Photo Courtesy of Sen. Avella’s Office
“A number of Queens civics and I are speaking out against the illegal conversion of basements into unsafe living areas,” Sen. Tony Avella said last week.
By Michael V. Cusenza
Widespread legalization of basement apartments apparently remains on the table as an option for the City as it continues to explore ways to create and/or secure affordable housing.
And many borough communities remain staunchly opposed to underground residences.
“A number of Queens civics and I are speaking out against the illegal conversion of basements into unsafe living areas,” State Sen. Tony Avella (D-Bayside), a 2017 mayoral candidate, said recently.
In 2014, four months into his tenure, Mayor Bill de Blasio unveiled Housing New York – an ambitious 10-year, five-borough, $41 billion plan to build and preserve 200,000 affordable apartments.
Considered one of the pillars of de Blasio’s progressive vision for the city, HNY outlined more than 50 initiatives that that the administration has said will accelerate affordable construction, protect tenants and deliver more value from affordable housing investments, including: Implementing mandatory inclusionary zoning; increasing the number of homes for the lowest income New Yorkers; launching a new affordable housing program for middle-income New Yorkers; doubling the Department of Housing Preservation and Development’s capital funding for affordable housing; spurring development of small, vacant sites; stemming the tide of rent deregulation and protecting tenants; and expanding affordable and supportive housing for seniors.
Some borough civic leaders immediately expressed concerns regarding HNY initiatives, including how it might involve green-lighting basement and attic apartments.
“We worked hard to keep the zoning the way it is, to keep the character the way it is,” said Martin Colberg of the Woodhaven Residents’ Block Association. “Just shoving people into a basement or attic is not the answer.”

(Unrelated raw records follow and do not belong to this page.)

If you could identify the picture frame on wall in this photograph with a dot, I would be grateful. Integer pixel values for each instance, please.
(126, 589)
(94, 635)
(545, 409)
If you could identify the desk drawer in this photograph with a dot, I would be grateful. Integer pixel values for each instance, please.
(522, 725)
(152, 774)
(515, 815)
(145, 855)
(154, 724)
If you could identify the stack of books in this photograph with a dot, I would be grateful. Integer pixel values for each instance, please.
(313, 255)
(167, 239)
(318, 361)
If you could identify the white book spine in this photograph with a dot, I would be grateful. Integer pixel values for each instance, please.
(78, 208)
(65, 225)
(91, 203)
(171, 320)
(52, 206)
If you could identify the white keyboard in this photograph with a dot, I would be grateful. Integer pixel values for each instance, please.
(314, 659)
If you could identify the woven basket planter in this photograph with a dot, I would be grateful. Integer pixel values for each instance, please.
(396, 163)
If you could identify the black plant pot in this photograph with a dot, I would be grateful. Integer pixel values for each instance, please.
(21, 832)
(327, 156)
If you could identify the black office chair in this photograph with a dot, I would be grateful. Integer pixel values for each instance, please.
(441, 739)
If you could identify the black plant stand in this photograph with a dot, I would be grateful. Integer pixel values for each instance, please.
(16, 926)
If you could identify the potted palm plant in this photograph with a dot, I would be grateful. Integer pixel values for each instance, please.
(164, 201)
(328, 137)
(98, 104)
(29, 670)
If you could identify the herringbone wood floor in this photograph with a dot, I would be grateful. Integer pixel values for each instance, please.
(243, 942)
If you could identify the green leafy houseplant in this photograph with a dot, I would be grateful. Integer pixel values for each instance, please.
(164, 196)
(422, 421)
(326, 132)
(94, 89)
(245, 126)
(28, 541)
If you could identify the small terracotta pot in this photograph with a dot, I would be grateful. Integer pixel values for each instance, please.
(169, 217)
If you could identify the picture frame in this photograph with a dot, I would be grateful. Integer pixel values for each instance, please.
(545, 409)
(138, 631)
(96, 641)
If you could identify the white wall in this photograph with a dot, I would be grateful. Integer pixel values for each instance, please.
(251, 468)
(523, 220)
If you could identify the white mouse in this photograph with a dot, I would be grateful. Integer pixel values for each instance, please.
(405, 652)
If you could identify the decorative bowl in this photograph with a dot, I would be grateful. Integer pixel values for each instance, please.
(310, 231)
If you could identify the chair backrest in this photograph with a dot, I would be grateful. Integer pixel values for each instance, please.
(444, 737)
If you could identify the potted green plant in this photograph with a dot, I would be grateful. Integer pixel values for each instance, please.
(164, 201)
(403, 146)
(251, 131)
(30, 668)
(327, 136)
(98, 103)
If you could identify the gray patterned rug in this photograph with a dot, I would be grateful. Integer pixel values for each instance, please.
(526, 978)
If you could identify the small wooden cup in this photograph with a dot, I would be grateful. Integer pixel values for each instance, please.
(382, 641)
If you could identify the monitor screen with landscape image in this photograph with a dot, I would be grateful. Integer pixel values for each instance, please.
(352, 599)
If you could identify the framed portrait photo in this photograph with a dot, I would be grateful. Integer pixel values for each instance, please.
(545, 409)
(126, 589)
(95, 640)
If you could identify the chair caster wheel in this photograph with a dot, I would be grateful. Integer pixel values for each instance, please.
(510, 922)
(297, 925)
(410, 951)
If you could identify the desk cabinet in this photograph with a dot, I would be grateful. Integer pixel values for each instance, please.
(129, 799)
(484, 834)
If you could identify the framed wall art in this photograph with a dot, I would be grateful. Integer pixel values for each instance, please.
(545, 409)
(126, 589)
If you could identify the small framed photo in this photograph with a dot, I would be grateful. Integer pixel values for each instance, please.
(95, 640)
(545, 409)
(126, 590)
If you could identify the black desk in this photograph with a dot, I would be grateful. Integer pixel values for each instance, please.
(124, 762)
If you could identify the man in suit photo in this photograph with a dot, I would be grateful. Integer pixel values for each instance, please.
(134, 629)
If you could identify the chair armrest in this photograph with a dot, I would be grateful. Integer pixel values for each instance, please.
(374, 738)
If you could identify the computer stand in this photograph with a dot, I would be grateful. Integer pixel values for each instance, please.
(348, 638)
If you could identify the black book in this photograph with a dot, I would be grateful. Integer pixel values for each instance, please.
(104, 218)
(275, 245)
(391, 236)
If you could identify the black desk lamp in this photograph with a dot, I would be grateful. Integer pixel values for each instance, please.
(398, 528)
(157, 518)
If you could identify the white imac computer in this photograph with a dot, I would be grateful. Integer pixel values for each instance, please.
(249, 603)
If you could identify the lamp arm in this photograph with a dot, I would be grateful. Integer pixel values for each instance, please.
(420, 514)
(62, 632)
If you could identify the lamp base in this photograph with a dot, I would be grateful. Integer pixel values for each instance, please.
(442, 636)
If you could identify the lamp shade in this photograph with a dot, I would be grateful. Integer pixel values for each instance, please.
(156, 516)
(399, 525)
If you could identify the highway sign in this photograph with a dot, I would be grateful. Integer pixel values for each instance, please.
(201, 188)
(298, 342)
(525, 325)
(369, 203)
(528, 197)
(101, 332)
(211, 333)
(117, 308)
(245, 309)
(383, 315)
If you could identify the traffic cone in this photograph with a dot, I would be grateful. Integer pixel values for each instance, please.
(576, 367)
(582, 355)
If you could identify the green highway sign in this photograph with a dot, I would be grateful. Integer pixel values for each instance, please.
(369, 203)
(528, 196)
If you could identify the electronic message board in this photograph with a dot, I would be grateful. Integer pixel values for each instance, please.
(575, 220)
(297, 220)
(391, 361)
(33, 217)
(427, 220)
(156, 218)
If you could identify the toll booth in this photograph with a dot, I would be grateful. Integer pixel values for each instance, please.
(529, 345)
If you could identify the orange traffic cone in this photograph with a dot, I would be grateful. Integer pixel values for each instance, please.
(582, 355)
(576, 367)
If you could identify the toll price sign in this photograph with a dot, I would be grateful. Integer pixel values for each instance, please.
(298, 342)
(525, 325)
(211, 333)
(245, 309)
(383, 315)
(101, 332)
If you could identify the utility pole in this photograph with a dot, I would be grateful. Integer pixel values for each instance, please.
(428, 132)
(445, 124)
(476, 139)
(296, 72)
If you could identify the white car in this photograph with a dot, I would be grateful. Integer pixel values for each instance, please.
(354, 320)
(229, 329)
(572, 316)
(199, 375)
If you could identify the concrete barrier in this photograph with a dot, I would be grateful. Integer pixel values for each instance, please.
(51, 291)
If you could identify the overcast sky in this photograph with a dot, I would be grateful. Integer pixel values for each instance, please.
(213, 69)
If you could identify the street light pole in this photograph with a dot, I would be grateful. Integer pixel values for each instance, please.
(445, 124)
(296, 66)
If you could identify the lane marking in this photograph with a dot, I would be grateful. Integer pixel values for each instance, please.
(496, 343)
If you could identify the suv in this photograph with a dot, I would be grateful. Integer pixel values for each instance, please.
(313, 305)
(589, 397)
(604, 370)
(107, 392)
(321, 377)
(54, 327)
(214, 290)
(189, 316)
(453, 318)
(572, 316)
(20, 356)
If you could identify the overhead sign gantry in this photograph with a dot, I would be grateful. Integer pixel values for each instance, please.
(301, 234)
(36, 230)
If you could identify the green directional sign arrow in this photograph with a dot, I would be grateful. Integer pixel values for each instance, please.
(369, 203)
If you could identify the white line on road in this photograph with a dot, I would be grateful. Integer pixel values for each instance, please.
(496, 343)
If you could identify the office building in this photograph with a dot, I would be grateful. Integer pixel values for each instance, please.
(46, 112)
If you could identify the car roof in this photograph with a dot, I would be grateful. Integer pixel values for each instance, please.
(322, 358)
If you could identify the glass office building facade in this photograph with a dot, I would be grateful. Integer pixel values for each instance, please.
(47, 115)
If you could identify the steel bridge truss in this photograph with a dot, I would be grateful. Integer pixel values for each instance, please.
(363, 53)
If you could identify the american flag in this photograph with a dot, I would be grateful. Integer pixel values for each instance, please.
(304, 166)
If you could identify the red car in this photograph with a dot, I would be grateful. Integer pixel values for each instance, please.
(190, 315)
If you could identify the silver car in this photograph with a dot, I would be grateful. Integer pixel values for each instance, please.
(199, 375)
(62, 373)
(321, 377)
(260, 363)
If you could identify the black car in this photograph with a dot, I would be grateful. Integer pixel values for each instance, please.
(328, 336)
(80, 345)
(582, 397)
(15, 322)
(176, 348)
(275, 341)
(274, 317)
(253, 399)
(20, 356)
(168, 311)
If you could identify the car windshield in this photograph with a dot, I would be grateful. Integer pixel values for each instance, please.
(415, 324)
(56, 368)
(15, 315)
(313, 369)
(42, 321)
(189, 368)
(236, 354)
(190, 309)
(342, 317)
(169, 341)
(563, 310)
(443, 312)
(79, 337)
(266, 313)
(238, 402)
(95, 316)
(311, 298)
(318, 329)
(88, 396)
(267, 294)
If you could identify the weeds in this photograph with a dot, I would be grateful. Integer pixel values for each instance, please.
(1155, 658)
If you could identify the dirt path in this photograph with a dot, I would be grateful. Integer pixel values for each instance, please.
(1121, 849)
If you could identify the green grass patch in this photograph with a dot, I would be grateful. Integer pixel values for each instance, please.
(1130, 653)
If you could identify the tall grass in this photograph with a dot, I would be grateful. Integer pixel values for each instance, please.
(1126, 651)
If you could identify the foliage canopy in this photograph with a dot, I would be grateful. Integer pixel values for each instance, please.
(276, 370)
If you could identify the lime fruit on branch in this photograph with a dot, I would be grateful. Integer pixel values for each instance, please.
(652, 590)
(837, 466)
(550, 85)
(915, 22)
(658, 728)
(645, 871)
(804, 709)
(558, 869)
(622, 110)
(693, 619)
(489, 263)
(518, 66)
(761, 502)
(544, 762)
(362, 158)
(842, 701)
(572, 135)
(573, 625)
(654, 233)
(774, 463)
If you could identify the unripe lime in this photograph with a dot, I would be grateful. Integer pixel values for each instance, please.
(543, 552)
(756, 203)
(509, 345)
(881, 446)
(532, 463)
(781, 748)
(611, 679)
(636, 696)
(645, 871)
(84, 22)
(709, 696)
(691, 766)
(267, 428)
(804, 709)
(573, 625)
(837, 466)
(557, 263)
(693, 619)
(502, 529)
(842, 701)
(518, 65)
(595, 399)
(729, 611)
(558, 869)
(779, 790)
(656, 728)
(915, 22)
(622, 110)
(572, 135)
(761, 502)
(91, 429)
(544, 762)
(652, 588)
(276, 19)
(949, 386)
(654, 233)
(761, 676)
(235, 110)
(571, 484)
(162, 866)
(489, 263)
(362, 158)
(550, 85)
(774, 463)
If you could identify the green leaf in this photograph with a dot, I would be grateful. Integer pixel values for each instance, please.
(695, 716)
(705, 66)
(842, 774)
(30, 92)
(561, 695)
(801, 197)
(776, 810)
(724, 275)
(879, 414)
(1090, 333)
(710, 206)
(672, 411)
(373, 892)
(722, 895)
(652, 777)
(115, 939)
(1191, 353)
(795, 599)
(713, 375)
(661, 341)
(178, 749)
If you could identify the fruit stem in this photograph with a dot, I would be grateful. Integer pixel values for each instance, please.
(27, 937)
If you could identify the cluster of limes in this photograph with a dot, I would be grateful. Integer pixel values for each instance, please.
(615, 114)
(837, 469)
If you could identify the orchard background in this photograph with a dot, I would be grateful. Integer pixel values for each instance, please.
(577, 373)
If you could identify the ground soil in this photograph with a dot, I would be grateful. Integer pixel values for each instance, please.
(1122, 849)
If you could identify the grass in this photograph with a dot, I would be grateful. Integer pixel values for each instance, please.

According to Avella, the de Blasio administration is still contemplating basement dwellings as a legitimate initiative to advance the Housing New York agenda.
Last year, the Citizens Housing & Planning Council, a nonpartisan policy research organization in the city focusing on housing, planning, and economic development issues, released “Hidden Housing: The Case for a Conversion Program for Basement Apartments in NYC,” bolstering the administration’s underground vision. The 64-page analysis noted that there are between 10,000 and 38,000 potential apartments in the basements of existing small homes “that could be brought into safe and legal use in New York City without even changing the Zoning Resolution.”
“Basement conversions bring rental units to the market without having to acquire land. They add apartments without altering the size or shape of the building. They inherently rent for less than a similar apartment. Homeowners can pay a mortgage, maintain the property, or pay other household expenses with the rent earned on the secondary unit. Basement apartments offer housing options to underserved groups like extended families and new immigrants,” the Council wrote in the “Hidden Housing” report. “A program facilitating safe and legal basement conversions would also address the urgent health and safety concerns connected with illegal occupancy, which occurs far too frequently because the demand for housing is so high.”